O Deus americano se apresenta como uma trindade: Capitalismo, Imperialismo e Patriarcado, e a relação interdependente entre essas três facetas tem deixado sulcos profundos em nosso tecido histórico. Sua hegemonia nos impõe que o melhor modelo de sociedade está construído por essas elites, e que não há escapatória à atual conjuntura. Mas por que permanecemos calados, dobrados e massacrados por esta violência? Como permanecemos sob o olhar atemorizante do superego americano? Em última análise, que mundo queremos?

A nossa indignação, porém, é bem menor que o medo. Sem darmos conta, fomos convertidos em soldados de um exército sem nome e, como militares sem farda, deixamos de questionar. Deixamos de fazer perguntas e discutir razões. As questões de ética são esquecidas, porque está provada a barbaridade dos outros e, porque estamos em guerra, não temos que fazer prova de coerência, nem de ética nem de legalidade.

Mia Couto

Há um mundo que interessa poucos: com mais prisões e menos escolas; imerso na paranóia da insegurança; em produção constante de inimigos; que ergue muros, cada vez mais altos e resistentes, para nos proteger do desconhecido; onde muitos perdem para que alguns ganhem; que fabrica armas e deflagra guerras sob o discurso da paz. Mia Couto nos revela: há quem tenha medo que o medo acabe. Esse é o mundo adoecido em que vivemos, mas não pode ser o mundo que queremos.

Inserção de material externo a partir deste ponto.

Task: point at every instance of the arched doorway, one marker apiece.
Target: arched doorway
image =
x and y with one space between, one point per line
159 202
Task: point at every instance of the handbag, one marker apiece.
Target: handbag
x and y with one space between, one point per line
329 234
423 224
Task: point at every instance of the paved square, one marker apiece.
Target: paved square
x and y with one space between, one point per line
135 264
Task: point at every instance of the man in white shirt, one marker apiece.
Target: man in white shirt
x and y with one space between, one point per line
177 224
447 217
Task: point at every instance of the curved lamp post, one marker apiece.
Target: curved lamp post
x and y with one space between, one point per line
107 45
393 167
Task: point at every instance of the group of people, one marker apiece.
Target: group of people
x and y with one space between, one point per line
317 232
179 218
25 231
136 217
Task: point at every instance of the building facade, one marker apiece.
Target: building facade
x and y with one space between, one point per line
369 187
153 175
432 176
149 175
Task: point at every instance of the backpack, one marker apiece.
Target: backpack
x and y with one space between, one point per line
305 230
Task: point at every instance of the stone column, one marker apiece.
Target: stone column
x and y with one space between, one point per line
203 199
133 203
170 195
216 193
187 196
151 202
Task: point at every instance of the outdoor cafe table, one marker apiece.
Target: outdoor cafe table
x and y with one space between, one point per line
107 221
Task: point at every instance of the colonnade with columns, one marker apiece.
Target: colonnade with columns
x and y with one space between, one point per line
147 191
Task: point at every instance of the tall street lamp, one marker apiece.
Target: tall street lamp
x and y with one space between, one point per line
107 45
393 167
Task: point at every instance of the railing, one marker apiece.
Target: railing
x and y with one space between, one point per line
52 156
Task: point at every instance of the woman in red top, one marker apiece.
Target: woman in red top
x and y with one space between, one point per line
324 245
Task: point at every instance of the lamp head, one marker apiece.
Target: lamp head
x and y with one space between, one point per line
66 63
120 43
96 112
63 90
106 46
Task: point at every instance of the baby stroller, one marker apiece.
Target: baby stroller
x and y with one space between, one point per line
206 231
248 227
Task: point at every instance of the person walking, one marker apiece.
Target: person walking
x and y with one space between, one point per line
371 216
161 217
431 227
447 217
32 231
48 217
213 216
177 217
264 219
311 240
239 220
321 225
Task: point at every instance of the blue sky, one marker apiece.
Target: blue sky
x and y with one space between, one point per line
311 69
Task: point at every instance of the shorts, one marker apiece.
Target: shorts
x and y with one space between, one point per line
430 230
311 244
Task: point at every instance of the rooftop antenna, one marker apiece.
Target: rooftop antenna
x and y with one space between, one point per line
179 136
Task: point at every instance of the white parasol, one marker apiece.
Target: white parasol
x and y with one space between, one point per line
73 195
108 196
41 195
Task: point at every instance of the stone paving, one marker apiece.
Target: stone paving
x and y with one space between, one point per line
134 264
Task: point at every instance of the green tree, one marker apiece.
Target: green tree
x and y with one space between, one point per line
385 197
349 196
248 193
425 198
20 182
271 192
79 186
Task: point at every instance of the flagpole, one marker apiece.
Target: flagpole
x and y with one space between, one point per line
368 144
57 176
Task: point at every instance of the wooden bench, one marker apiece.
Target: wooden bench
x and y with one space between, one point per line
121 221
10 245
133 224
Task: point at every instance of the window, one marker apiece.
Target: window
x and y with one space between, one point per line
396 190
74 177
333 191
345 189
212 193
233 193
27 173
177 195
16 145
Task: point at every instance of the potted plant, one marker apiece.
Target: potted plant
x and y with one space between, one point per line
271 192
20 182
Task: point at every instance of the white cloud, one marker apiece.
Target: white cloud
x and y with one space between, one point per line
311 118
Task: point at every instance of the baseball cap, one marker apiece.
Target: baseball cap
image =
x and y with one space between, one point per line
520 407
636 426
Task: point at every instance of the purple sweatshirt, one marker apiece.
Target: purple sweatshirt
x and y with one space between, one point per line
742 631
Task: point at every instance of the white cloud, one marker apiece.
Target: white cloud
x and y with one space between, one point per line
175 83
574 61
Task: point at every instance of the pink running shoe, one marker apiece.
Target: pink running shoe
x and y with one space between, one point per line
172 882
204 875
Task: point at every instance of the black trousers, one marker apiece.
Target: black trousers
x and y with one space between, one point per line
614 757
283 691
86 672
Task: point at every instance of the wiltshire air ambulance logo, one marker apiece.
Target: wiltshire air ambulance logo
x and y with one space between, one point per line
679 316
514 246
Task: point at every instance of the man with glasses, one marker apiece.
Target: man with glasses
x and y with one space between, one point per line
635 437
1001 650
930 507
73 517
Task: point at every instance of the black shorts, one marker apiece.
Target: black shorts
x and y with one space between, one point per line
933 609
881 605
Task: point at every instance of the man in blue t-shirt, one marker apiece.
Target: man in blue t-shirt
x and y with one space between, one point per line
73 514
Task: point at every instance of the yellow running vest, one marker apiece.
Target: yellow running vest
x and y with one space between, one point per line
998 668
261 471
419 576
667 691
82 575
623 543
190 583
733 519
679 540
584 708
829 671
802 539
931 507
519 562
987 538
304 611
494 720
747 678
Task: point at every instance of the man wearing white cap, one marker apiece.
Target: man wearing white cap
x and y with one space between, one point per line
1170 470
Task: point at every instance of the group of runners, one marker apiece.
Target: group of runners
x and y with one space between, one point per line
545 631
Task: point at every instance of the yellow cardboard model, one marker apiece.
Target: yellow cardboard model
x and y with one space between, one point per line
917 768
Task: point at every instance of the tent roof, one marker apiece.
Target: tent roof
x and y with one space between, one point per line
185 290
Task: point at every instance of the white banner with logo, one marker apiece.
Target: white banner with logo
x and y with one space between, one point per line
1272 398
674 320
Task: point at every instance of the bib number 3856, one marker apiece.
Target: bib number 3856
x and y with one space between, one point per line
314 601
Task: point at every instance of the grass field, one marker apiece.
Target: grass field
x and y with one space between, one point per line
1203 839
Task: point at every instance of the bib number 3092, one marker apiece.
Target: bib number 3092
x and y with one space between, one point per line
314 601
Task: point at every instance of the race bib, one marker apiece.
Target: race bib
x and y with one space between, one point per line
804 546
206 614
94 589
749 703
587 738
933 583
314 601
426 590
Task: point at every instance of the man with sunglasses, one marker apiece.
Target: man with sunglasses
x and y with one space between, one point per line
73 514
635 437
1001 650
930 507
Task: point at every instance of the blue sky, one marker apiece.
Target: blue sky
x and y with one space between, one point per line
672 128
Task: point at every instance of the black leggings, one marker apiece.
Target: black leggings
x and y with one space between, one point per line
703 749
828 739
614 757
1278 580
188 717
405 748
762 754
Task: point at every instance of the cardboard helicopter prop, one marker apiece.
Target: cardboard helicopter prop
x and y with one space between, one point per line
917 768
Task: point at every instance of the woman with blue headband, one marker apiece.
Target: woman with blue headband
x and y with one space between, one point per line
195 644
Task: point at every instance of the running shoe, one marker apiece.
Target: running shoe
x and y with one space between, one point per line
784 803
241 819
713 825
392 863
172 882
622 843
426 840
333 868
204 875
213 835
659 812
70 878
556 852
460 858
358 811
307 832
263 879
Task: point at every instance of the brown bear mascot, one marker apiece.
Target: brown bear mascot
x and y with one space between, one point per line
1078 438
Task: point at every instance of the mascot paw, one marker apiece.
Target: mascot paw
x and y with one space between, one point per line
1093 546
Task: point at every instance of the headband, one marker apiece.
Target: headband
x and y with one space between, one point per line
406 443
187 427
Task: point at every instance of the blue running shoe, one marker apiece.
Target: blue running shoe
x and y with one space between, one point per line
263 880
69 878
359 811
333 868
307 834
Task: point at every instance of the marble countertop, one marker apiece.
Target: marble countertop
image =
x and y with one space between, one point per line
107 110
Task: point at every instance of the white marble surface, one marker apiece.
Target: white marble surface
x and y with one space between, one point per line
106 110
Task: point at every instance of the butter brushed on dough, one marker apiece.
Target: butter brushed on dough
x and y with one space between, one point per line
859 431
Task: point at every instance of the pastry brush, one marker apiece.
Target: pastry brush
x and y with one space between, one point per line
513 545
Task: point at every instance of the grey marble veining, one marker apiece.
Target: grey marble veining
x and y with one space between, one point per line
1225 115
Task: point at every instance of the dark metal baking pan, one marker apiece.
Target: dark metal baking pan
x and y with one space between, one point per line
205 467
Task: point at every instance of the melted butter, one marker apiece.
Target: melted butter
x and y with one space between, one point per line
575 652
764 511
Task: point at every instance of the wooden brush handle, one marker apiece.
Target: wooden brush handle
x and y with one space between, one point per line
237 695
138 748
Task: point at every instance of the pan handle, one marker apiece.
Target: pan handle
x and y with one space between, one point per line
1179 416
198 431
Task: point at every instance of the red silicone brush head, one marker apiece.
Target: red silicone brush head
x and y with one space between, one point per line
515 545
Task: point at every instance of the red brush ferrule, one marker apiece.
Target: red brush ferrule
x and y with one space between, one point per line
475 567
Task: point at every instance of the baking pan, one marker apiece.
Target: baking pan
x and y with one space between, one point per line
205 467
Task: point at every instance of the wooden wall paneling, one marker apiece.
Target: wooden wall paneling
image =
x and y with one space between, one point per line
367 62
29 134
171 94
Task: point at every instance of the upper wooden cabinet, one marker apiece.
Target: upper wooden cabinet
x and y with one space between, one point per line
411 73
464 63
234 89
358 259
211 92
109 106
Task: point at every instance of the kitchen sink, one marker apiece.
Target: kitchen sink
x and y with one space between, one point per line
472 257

Todo o ódio impingido na ponta do chicote esconde o temor de que um dia os escravos possam se ver livres. A perpetuação da dominação possui uma estrutura bem definida, onde os privilégios tem de ser em favor de poucos e em detrimento de muitos. Tal essência, todavia, carrega o próprio espectro de sua destruição: Todo o poder não é páreo para a força de todas as fraquezas.